Defisit RAPBN 2026 Disepakati Melebar Jadi Rp 689,1 Triliun

Banggar DPR RI dan Kemenkeu menyetujui revisi RAPBN 2026 dengan defisit melebar jadi Rp 689,1 triliun atau 2,68% PDB.

Diterbitkan 18 September 2025, 20:45 WIB
Share
Copy Link
Batalkan

Liputan6.com, Jakarta - Badan Anggaran (Banggar) DPR RI bersama Kementerian Keuangan (Kemenkeu) menyetujui revisi defisit anggaran dalam RAPBN 2026. Defisit disepakati melebar menjadi Rp 689,1 triliun atau 2,68 persen dari Produk Domestik Bruto (PDB), dibandingkan rancangan awal sebesar Rp6 38,8 triliun atau 2,48 persen PDB.

Direktur Jenderal Strategi Ekonomi dan Fiskal Kemenkeu, Febrio Nathan Kacaribu, menjelaskan pelebaran defisit merupakan konsekuensi dari penambahan Belanja Pemerintah Pusat (BPP) dan Transfer ke Daerah (TKD).

“Itu kan konsekuensi.
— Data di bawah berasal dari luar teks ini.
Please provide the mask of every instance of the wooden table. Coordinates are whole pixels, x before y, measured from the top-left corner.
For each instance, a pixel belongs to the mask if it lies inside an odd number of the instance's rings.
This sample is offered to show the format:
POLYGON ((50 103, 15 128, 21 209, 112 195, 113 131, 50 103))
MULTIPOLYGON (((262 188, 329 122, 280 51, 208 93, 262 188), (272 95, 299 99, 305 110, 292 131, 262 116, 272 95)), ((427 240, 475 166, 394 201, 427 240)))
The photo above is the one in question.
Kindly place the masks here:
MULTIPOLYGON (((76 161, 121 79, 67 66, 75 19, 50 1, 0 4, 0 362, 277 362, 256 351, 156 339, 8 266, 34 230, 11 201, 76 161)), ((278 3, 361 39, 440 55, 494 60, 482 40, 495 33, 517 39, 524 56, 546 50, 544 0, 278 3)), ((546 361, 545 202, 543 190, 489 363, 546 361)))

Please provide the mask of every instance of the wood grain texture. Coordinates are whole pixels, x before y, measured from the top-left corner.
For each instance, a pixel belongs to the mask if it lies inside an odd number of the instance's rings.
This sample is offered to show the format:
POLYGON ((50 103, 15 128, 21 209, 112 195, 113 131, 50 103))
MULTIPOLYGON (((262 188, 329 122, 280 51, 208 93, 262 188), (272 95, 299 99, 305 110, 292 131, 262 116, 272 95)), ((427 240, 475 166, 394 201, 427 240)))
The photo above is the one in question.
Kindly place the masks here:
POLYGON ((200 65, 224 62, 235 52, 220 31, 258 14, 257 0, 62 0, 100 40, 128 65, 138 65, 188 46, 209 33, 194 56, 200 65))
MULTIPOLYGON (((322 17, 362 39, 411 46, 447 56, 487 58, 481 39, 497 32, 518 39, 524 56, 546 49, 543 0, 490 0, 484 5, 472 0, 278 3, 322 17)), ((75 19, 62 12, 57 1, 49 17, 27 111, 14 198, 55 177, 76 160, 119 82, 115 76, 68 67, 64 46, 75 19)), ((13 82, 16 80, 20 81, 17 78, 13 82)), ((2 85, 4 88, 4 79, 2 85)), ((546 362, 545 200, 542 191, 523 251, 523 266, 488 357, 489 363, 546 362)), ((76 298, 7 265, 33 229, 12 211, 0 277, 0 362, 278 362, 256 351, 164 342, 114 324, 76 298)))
Tadi kan kita menambah yang Rp 43 triliun (TKD), lalu kita tambah sedikit di belanja pusatnya, sehingga defisit melebar dari 2,48 persen menjadi 2,68 persen dari PDB,” ujar Febrio usai Rapat Kerja Banggar DPR RI di Kompleks Parlemen Senayan, Jakarta, Kamis (18/9).

Febrio menegaskan pemerintah tetap menjaga prinsip kehati-hatian dalam pengelolaan fiskal. Defisit RAPBN 2026 disebut masih lebih rendah dibandingkan outlook defisit APBN 2025 yang diproyeksikan mencapai 2,78 persen PDB.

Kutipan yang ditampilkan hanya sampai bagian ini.